HRM-Text-1B: Hierarchical Reasoning Model for Efficient Text Generation
HRM-Text-1B is a 1 billion‑parameter language model released by Sapient Intelligence. It implements the Hierarchical Reasoning Model (HRM) architecture, a dual‑timescale recurrent design where a high‑level (slow) Transformer stack and a low‑level (fast) stack iterate over the same input embeddings for H_cycles × (L_cycles + 1) steps, injecting additive state at each cycle. This structure provides effectively unbounded compute depth while keeping the parameter count modest. The model is trained from scratch on a mixture of publicly available English text corpora using a PrefixLM objective, with special prefix tokens that enable bidirectional attention over the prompt and causal generation for the response.

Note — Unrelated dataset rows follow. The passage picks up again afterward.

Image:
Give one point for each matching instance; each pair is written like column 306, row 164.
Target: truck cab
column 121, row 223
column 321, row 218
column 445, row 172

The checkpoint is a **pre‑alignment** model: it has not been instruction‑tuned, RL‑HFed, or adapted for multi‑turn dialogue. It supports raw text‑generation via the `text-generation` pipeline in the Transformers library (>= 5.9.0). Prompting can be controlled with condition tags such as `direct`, `cot`, `synth`, and `noisy`. For reasoning or math tasks the composite condition `synth,cot` (synthetic style followed by chain‑of‑thought) has been shown to elicit step‑by‑step responses, though quality remains uneven compared with instruction‑tuned models. Classification, extraction, and short‑form QA benefit from the `direct` condition with a few in‑context examples.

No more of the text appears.